LA DENUNCIA –  «Nelle strade del paese, in particolare in via Miseno, via Lungolago, via Cuma, piazza Rossini, viale Olimpico, via Roma, via Bellavista, che rappresentano solo parte di quanto presente sul territorio, sono affissi abusivamente, in luogo privato nonché su spazi privati e pubblici non autorizzati, manifesti elettorali dei candidati di varie liste, in particolare liste che sostengono i candidati sindaco – scrivono nella denuncia i “grillini” – Picone, Illiano e Della Ragione, in violazione della norma di cui all’art. 6, comma 1, della legge 212/56. Si diffida pertanto l’Amministrazione comunale a provvedere a porre in essere le attività cui è tenuta per legge dal momento dell’assegnazione degli spazi per l’affissione dei manifesti elettorali, ovvero: defissione immediata dei manifesti affissi fuori dagli spazi autorizzati per ciascun partito politico o movimento, nonché rimozione immediata di ogni altra affissione abusiva o scritta ovunque effettuata, addebitando le spese sostenute per la rimozione del materiale di propaganda elettorale, come per legge, in solido, all’esecutore materiale e al committente responsabile (art. 15, legge 515/93 come modificato dall’art. 1, comma 178 della legge n. 296 del 27.12.2006 – legge finanziaria 2007) nel rispetto del principio per cui durante la campagna elettorale possono essere utilizzate forme di propaganda che garantiscono a tutti le stesse opportunità con l’uso di uguali spazi pubblici».

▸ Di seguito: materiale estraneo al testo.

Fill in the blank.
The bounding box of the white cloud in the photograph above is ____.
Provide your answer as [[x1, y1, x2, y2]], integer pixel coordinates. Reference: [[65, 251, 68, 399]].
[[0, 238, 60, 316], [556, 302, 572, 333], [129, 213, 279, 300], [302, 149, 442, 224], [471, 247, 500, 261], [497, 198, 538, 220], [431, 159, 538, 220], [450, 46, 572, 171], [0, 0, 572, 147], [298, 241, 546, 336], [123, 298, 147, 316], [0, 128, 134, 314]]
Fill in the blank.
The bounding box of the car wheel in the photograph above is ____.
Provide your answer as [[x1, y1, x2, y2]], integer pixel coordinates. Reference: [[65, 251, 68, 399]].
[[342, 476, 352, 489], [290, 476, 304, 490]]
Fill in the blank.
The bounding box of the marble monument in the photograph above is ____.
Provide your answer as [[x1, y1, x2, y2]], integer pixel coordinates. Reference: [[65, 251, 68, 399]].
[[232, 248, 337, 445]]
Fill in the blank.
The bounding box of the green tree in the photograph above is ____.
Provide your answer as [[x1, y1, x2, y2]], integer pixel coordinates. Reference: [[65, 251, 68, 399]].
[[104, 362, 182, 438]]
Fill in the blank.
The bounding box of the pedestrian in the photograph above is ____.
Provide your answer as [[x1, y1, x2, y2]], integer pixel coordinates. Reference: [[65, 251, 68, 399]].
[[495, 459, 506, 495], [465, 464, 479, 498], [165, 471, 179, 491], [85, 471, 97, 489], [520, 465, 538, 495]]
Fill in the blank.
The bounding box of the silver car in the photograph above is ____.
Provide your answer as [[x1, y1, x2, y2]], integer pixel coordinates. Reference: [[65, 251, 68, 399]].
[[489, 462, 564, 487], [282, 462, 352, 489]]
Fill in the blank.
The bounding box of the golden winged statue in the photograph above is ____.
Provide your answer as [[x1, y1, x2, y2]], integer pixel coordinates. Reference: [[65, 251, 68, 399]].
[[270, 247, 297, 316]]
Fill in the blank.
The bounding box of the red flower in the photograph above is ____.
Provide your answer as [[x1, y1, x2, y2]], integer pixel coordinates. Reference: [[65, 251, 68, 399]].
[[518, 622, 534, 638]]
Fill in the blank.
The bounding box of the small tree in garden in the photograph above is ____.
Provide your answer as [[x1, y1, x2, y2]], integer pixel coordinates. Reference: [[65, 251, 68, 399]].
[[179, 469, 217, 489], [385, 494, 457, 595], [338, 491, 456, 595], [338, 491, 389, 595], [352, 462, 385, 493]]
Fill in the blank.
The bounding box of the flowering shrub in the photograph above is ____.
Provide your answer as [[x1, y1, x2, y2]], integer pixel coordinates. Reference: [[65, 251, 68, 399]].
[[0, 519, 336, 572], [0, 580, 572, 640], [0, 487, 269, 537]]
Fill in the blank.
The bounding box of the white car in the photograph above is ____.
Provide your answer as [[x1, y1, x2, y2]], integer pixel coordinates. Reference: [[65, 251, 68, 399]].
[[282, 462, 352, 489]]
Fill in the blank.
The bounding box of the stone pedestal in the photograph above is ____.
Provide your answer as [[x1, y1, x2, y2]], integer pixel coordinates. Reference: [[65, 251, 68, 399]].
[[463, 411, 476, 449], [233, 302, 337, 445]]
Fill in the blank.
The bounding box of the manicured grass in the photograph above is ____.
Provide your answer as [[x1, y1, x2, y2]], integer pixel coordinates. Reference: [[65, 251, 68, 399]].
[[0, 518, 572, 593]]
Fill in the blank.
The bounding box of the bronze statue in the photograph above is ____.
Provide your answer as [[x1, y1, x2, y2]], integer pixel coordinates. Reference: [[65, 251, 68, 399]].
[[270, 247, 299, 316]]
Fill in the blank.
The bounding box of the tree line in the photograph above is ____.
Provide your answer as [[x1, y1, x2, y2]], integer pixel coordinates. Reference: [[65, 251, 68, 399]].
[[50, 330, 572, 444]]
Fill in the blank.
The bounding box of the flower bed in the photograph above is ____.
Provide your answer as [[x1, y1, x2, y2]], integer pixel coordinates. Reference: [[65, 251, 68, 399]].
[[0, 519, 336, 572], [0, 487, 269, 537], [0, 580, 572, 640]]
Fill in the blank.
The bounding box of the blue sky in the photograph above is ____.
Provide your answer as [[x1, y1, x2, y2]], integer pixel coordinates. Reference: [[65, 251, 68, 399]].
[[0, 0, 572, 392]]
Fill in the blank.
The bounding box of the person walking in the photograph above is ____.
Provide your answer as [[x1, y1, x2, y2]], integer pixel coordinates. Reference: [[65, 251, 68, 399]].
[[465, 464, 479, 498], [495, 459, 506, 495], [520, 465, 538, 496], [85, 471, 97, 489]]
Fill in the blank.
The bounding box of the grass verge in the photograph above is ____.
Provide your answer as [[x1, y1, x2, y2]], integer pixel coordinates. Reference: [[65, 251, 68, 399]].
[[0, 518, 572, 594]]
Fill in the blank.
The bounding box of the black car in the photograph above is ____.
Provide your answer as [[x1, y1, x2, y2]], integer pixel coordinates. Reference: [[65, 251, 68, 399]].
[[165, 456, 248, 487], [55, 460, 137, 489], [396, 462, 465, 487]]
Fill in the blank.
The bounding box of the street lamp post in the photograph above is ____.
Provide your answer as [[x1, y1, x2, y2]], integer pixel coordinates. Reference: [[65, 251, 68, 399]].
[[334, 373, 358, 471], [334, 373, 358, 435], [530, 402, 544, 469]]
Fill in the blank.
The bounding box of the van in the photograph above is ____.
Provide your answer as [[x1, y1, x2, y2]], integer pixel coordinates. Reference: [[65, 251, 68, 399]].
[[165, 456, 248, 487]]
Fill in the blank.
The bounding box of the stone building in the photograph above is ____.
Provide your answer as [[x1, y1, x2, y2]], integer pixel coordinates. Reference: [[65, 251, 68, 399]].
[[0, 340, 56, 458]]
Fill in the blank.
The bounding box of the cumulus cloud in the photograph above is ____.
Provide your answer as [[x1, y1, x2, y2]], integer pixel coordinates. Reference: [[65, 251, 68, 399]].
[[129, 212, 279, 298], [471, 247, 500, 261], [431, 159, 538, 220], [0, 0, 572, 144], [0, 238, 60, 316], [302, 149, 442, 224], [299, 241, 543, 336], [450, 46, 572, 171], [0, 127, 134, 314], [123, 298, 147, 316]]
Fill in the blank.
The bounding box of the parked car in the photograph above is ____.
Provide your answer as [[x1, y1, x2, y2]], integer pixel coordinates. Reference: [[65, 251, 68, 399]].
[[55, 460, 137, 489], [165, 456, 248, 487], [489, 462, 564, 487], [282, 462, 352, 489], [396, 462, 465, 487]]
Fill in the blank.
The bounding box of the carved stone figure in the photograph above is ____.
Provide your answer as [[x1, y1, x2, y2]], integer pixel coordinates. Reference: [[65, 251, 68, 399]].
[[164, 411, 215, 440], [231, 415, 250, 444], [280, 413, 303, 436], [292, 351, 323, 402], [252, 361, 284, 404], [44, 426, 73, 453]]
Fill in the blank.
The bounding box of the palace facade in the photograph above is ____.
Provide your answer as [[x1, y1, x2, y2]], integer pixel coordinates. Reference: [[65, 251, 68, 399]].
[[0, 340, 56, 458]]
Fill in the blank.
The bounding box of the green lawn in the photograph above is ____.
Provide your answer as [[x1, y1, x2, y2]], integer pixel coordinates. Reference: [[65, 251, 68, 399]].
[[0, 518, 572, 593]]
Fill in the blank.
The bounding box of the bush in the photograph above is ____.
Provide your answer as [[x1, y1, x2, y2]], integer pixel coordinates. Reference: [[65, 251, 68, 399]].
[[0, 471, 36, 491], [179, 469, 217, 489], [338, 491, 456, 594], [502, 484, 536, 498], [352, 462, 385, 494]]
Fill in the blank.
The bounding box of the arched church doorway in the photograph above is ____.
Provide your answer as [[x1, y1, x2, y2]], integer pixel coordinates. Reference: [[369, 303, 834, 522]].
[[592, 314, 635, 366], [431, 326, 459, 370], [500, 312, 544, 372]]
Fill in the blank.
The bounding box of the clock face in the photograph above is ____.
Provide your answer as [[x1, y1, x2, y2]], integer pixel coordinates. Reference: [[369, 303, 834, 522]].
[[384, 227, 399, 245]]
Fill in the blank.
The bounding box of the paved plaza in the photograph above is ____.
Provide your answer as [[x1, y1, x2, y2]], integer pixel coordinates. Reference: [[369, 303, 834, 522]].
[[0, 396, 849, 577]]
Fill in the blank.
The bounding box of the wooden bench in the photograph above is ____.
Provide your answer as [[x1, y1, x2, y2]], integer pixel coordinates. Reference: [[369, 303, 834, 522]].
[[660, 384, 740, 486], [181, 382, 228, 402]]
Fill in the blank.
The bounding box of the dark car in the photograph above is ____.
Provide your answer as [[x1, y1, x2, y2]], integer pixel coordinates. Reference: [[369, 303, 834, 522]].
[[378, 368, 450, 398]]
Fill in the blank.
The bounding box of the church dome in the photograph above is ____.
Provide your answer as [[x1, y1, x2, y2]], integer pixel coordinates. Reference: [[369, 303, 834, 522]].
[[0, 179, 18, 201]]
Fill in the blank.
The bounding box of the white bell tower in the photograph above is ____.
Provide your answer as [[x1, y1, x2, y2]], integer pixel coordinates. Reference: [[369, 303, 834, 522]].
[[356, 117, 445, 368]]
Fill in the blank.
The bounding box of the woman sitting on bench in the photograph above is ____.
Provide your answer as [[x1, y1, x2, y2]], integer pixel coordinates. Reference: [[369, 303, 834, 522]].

MANIFESTI RIMOSSI – E così, stamane la città si è svegliata ripulita di ogni manifesto affisso abusivamente. La Polizia Municipale ha infatti riscontrato effettivamente la violazione e provveduto alla rimozione degli stessi. Durante la campagna elettorale possono essere utilizzate varie forme di propaganda elettorale che non è vietata, ma attraverso la normativa è regolata e garantita per tutti con le stesse opportunità, gli stessi luoghi e spazi pubblici. La ratio della norma è quella di garantire le pari opportunità tra tutte le forze politiche presenti alla competizione elettorale.